The need for metropolitan-area planning was recognized at least as far back as the turn of the twentieth century. Recall that the 1909 Plan for the City of Chicago contained regional elements for both transportation and open space. However, the first big surge of interest in regional planning came in the 1920s. The primary cause was the huge increase in automobile ownership that occurred during the 1920s and the related growth of the suburbs. As the compact city of the nineteenth century gave way to the metropolitan area of the twentieth century, the need for metropolitan-area planning became evident, particularly in regard to transportation and utilities.
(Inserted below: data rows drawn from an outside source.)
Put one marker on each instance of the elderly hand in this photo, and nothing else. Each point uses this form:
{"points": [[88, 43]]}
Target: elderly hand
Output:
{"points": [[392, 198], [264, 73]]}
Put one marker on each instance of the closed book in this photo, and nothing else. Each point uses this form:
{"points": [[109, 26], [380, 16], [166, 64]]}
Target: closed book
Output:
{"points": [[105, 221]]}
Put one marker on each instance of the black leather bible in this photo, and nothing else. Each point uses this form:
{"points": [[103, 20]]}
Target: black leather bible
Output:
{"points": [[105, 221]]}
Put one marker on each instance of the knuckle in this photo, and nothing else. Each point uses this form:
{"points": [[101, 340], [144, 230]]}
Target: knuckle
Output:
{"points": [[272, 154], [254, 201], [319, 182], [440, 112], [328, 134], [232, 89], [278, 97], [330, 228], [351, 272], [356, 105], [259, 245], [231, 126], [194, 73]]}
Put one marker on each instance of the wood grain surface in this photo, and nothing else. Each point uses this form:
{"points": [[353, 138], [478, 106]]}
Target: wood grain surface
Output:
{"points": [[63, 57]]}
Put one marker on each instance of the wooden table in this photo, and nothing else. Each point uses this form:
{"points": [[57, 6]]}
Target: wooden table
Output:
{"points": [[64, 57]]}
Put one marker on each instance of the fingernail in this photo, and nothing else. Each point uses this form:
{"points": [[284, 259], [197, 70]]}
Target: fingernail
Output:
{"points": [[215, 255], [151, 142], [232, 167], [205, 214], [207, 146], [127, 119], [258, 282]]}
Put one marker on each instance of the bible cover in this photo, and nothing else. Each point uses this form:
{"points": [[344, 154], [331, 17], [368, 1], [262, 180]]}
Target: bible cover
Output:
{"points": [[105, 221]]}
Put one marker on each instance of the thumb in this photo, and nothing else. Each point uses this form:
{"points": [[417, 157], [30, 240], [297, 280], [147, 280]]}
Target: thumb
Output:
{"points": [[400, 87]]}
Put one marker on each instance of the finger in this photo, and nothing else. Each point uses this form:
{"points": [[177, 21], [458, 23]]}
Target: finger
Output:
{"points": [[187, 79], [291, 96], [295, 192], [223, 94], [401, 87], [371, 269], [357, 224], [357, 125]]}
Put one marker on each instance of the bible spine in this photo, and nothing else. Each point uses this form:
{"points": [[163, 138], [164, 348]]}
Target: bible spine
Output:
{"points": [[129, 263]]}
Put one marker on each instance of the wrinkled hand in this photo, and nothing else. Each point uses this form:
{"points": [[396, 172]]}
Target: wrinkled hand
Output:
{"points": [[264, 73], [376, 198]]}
One response to this need was the regional planning agency. One of the first, and probably the best known, of these organizations was the Regional Plan Association in New York. The plan, described in Chapter 3, covered more than 5,000 square miles in three states: New York, New Jersey, and Connecticut. By the end of the 1920s, there were about 15 regional plans in the United States. Many of them, like the plan for the New York region, were done entirely under private auspices. Such plans had absolutely no official sanction or any force of law. They affected the region only to the extent that they influenced the opinions of public officials and their constituents. Other regional plans of the period were governmentally chartered and funded, so they had a certain statutory relationship to the political establishment. But even then, the power of such a group was essentially only the power of persuasion, since it is only the legislative and executive branches of states and municipalities that can make laws and appropriate monies.